Bei großen Geräten, die mit Benzinmotoren – die dritte Variante der Rasentrimmer – angetrieben werden, sind Augen- und Ohrenschutz ein Muss. Mit Benzin angetriebene Geräte sind zwar sehr kraftvoll und auch leistungstark, haben aber einige Nachtteile. Die Maschinen sind deutlich schwerer, zudem laut und unökologisch.
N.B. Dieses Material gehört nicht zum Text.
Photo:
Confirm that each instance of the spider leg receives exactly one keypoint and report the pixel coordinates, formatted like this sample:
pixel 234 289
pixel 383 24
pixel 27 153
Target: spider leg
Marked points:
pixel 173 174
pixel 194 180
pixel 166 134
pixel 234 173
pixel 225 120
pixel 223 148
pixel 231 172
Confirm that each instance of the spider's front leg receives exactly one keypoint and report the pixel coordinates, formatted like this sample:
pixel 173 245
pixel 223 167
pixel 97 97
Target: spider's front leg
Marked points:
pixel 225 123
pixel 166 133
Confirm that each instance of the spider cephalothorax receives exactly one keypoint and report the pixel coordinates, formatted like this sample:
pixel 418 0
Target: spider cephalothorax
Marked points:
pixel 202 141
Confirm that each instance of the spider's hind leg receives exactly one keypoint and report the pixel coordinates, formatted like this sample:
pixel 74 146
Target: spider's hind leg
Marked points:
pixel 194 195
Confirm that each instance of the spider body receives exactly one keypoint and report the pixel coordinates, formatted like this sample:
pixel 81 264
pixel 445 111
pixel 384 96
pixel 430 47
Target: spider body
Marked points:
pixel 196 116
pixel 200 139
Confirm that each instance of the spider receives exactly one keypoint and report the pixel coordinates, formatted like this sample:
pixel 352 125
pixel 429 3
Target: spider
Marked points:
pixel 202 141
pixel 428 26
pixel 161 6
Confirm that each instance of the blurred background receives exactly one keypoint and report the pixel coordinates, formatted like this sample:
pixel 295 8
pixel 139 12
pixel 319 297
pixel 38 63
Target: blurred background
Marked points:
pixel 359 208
Anschaffungskosten für einen Rasenkantenschneider

Rasentrimmer werden zwischen 15 und über 800 Euro im Fachhandel angeboten. Mit einem Stromkabel betriebene Geräte sind häufig etwas preiswerter, allerdings muss die Anschaffung des Stromkabels miteinkalkuliert werden. Wichtig beim Kauf ist, auf eine hochwertige Verarbeitung und einen leistungsstarken Motor zu achten. Fällt die Wahl auf ein akkubetriebenes Gerät, dann sollte der Akku möglichst leistungsstark sein. Ist dies nicht der Fall, dann kann das Arbeiten mit dem Rasentrimmer schnell ineffektiv werden. Eine Alternative kann natürlich der Kauf eines zweiten Akkus sein.